Ha perso l’Inghilterra, la Scozia, il Galles, l’Irlanda del Nord, membri del Regno Unito dimentico dell’insegnamento della storia del novecento.
Hanno perso i diseredati del mondo, dall’Africa alle terre insanguinate del Medio Oriente e dell’Asia, a cui La Gran Bretagna e l’Europa sembrano negare la possibilità di intervento e sviluppo nei loro Paesi e l’accoglienza umana nel continente europeo
Ha perso l’Europa tutta, accecata dalla rinascita di nazionalismi primitivi portatori di future sciagure disgregatrici.
L’Europa ha perso l’anima e lo spirito innovatore dei padri fondatori, ammaliata dal miraggio del pollaio amico, disarmata e inconsapevole dell’approssimarsi di famelici predatori.
E ha perso, infine, il nano Cameron, l’uomo politico chiamato a dirigere la Gran Bretagna nel momento più delicato della sua storia. Per una pura sete di potere personale, nell’eterna lotta all’interno del partito conservatore tra isolazionisti ed europeisti, ha promesso un referendum per l’appartenenza o non all’Unione.

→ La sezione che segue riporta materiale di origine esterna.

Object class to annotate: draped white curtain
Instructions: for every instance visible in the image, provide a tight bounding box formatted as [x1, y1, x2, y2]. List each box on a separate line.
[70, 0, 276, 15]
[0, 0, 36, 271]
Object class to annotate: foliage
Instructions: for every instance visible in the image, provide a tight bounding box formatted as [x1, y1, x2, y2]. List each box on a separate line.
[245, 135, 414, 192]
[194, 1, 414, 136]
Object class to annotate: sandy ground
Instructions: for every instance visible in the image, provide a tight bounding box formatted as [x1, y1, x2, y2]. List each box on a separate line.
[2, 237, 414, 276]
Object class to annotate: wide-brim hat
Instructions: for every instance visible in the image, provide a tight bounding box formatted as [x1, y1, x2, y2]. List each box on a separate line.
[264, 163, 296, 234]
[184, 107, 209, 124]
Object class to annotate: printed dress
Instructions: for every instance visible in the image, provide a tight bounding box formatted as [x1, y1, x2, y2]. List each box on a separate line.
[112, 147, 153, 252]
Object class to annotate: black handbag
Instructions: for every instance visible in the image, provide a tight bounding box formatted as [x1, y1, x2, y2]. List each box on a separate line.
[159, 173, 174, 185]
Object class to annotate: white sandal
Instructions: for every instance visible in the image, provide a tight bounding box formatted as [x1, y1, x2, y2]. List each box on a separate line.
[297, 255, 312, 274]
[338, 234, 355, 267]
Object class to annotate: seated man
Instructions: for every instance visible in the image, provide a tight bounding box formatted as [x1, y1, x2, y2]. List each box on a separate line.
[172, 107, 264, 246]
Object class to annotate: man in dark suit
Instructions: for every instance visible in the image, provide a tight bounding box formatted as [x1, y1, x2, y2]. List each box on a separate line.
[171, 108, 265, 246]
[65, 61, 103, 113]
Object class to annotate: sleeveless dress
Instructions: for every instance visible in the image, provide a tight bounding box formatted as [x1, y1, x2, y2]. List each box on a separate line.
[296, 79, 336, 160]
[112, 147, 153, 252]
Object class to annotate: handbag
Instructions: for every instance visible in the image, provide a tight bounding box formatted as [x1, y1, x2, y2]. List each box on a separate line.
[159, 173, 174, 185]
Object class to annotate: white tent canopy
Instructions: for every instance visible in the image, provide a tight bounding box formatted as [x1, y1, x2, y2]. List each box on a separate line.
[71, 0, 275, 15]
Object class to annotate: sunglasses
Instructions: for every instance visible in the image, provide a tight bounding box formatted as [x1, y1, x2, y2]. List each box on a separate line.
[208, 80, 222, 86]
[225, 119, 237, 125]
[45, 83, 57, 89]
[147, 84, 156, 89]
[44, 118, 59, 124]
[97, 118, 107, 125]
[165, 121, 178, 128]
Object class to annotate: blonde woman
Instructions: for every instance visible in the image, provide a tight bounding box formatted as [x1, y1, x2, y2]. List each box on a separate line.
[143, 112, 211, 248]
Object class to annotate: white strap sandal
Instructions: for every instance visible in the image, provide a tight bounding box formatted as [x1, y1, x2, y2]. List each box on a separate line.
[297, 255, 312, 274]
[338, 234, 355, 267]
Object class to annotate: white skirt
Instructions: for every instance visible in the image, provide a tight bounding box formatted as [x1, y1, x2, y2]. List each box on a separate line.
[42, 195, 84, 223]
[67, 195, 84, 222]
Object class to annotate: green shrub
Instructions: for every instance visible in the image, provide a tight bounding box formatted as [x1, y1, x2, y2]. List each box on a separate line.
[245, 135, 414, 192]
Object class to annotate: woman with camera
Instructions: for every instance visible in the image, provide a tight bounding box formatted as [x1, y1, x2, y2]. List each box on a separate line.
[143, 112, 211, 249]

Ha accontentato i due campi contrapposti. Ha vinto le elezioni.
Ha perso la sfida del futuro del Regno Unito.
Sia ben chiaro: non è in discussione il diritto dei popoli europei a decidere del loro destino. E pur tuttavia ciò è auspicabile, e persino necessario, al seguito di una profonda riflessione sul perché e per come del processo unitario, avversario delle improvvisazioni che parlano agli egoismi nazionali e alle paure dei popoli.
Hanno vinto i demagoghi, nostalgici di un impero vittoriano estinto nella notte dei tempi.
E i loro epigoni ben presenti in continente: nei Paesi Bassi , in Danimarca come in Belgio, in Ungheria e Polonia, o nella Francia di Marine Le Pen.
Inutile sembrami dover parlare del nostri, l’attila Salvini dei miserabili a cui non sembra vero poter risorgere dall’oblio a cui è destinato cavalcando le armate dei proconsoli padani in marcia verso l’odiata Bruxelles.
Hanno vinto tutti all’infuori del continente europeo.
Le grandi potenze planetarie, America e Cina in primis, oltre alla Russia, a cui non sembrerà vero di poter concorrere alla spartizione del vecchio continente nella sfida per accaparrarsi le spoglie migliori.
La disgregazione e il declino dell’Europa non sono, tuttavia, ineluttabili.
Gli statisti al governo delle nazioni europee sono chiamati alla sfida secolare per sfuggire al destino del disfacimento dell’Unione.
Dal messaggio dei grandi europeisti, da Robert Schumann, Alcide De Gasperi, Jean Monnet, Konrad Adenauer, Altiero Spinelli, scaturì la scintilla dell’unità e della convivenza dei popoli europei realizzata nello storico accordo di Roma nel 1957.
Buon lavoro, responsabili politici dell’Unione ferita.
Guardano a voi con la residua speranza rimasta tutti quelli che ancora sognano il futuro avvento di una Europa solidale e unita, protagonista planetaria nei destini dell’umanità dei secoli a venire.